3.3. Tutto ciò premesso, in relazione alla sussistenza del requisito della concessione traslativa, nella sentenza impugnata il Giudice di secondo grado, pur avendo preliminarmente richiamato condivisibili principi, ha poi omesso di verificare la loro rispondenza al caso in esame. La C.t.r. non ha fatto buon governo dei principi sopra richiamati, ragionando
esclusivamente in via astratta e generica, senza confrontare la fattispecie concreta ed i principi di diritto, meramente enunciati, prescindendo dall’esame di qualsiasi disposizione del contratto sub iudice .
Inoltre, con riferimento al presupposto della tariffa remunerativa, la C.t.r. si è discostata dai canoni giuridici sopra illustrati, nella parte in cui ha affermato che, ai fini dell’esclusione dell’agevolazione fiscale, assume rilevanza la sola circostanza ‘che nei sistemi di remunerazione dei servizi resi in concessione s i tenga conto dei costi in un’ottica di efficienza ed economicità e dell’equilibrio finanziario dell’attività’ . Il giudice di appello non ha indagato la natura remunerativa della tariffa (intesa come la sua idoneità a generare un profitto) e ha ritenuto non dirimente la rilevanza dei costi fiscali, tra i quali figura l’ Irap, in sede di determinazione del corrispettivo tariffario da parte della pubblica amministrazione.

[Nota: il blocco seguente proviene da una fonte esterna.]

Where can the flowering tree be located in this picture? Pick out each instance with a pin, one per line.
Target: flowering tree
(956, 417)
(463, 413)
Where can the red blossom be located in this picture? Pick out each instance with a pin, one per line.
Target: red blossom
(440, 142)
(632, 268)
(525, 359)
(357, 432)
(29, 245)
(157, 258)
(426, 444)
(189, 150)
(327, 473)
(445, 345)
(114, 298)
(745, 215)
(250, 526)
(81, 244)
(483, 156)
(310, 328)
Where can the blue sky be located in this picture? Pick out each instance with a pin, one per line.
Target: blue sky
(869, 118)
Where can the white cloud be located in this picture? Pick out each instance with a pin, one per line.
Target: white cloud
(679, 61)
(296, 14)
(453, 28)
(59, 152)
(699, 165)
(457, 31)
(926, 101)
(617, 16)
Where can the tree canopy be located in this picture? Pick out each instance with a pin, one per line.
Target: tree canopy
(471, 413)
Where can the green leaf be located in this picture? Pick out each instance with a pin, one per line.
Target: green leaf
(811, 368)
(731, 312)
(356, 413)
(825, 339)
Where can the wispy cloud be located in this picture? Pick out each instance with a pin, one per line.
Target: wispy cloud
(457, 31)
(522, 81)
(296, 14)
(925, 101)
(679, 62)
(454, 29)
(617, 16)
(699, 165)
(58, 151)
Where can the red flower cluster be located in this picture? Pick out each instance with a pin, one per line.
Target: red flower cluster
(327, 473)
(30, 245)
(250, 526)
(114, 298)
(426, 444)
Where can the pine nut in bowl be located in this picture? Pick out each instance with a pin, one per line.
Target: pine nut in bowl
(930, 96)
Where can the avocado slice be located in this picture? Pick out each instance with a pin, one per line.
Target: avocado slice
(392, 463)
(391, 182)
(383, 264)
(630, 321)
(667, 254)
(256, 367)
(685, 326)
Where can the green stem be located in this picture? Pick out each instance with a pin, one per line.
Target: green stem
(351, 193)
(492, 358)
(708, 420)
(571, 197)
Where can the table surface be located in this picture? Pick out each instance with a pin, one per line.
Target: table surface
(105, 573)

Pertanto, la C.t.r., nel giudizio di rinvio, dovrà riesaminare la vicenda e verificare se la società RAGIONE_SOCIALE abbia o meno diritto al beneficio fiscale, attenendosi ai principi di diritto sopra enucleati.
Ne consegue che il ricorso è accolto e la sentenza impugnata è cassata, con rinvio alla Corte di giustizia tributaria di secondo grado dell’Abruzzo, in diversa composizione, alla quale si demanda di provvedere anche sulle spese del giudizio di legittimità.
P.Q.M.
La Corte accoglie il ricorso, cassa la sentenza impugnata e rinvia alla con rinvio alla Corte di giustizia tributaria di secondo grado dell’Abruzzo, in diversa composizione, alla quale demanda di provvedere anche sulle spese del giudizio di legittimità.
Così deciso in Roma, il 19 febbraio 2025.